Flush from bowling in four successive tests for the first time in his career during the Ashes series, the 33-year-old had been bullish about his chances of playing on despite the injury when he returned from England on Thursday.
A Cricket Australia statement released later in the day, however, showed that his optimism had been misplaced, although he should be back in action when the return series against England starts in late November.
“Ryan Harris injured his right hamstring during the latter part of the second innings of the fifth Ashes test,” it read.
“He had to leave the field and did not return to the game as he was unable to bowl. He was assessed after arriving back in Australia today and is expected to be unavailable to play for the next 6-8 weeks.”
The pick of Australia’s bowlers in the 3-0 defeat in the Ashes series, Harris is no stranger to injury and has been restricted to just 16 tests since he made his debut in 2010.
A chronic knee problem, left ankle fracture, shoulder problem, back strain, hip pain and a tender Achilles have all contributed to limiting his international career.
Harris had hoped to play with Brisbane Heat in the Champions League Twenty20 competition later this month but the diagnosis means he will not now make the trip to India.
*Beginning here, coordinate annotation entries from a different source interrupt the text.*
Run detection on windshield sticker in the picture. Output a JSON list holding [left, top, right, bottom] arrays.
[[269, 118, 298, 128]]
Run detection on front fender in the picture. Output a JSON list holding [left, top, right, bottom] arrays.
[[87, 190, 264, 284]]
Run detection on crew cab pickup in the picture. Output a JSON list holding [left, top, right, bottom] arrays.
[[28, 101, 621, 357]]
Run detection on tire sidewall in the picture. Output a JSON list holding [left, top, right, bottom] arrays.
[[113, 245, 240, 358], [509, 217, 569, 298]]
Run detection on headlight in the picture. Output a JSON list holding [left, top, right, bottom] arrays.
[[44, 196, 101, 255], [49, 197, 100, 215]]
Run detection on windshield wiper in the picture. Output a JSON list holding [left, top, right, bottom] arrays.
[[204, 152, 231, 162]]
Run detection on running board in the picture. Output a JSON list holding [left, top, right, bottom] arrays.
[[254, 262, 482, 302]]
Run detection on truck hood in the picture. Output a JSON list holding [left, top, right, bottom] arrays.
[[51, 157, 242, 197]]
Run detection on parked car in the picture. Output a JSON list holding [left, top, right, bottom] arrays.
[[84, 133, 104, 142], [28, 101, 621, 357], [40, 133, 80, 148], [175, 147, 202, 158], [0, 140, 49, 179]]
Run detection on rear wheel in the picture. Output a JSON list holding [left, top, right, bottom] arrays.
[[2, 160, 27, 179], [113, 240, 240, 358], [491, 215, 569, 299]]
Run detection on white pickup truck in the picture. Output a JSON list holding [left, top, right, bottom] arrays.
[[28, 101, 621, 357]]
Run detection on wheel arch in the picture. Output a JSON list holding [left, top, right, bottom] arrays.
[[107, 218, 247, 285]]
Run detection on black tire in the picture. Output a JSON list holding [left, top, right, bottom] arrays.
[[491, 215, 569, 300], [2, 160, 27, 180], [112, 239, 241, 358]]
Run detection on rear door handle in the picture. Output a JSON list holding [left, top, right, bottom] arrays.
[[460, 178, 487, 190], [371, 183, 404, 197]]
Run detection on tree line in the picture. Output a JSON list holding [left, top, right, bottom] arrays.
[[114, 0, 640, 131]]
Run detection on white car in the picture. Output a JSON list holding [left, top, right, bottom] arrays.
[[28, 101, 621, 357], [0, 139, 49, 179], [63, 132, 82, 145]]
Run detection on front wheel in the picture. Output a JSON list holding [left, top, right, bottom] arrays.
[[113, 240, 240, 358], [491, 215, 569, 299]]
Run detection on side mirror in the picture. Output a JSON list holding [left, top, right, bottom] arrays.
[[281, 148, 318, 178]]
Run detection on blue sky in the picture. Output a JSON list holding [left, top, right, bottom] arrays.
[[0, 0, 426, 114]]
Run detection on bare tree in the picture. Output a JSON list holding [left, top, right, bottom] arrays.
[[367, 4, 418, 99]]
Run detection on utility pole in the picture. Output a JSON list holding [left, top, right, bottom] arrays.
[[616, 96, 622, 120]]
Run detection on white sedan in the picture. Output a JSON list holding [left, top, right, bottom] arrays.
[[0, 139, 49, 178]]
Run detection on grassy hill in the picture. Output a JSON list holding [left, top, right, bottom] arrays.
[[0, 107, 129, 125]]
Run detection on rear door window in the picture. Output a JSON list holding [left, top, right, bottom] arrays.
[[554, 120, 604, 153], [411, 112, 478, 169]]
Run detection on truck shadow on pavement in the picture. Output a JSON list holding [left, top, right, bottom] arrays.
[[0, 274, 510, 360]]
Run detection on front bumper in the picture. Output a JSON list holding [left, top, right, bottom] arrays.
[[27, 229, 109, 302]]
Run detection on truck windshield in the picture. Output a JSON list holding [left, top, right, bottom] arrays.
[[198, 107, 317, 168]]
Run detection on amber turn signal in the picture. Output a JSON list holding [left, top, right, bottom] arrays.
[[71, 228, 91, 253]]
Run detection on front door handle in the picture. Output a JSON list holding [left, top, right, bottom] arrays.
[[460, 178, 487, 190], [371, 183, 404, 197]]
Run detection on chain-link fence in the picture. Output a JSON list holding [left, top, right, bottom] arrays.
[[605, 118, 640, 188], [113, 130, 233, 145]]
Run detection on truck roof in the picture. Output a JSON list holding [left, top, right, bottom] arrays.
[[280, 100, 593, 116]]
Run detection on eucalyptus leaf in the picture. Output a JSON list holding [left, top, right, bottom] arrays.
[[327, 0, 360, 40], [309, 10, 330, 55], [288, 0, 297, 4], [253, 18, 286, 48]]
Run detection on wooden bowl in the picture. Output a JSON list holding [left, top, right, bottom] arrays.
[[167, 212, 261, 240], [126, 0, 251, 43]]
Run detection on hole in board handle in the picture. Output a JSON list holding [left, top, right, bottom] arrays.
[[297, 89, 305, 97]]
That might be a relief for some Australian cricket fans with the second Ashes series looming.
With 24 wickets at an average of 19.58 in England, Harris amply illustrated his importance to a pace attack that is expected to play a key role in the attempt to win back the famous urn on home soil.
The Achilles injury cut short his participation in the Indian Premier League earlier this year which, he said, had allowed him to get fully fit for the Ashes trip.
After his superb displays in England, Harris has now taken 71 wickets in his 16 tests but his personal satisfaction was not about to make up for his disappointment at the series defeat.
“To get through four tests and perform was good but at the end of the day, the results were bad,” he said.
“The good thing is they come back here in November and we can try and get the urn back then.”
Harris warned against asking groundsmen at the five Ashes test venues in Australia to prepare extra quick wickets to suit the Australian pacemen, saying it might turn out to be a double-edged sword.
“The problem there is that their bowling attack is pretty good,” he added.
“If we make our wickets like we normally do there will be enough grass on them and enough in them.
“Bowling at our best the batters are going to find it hard to score.”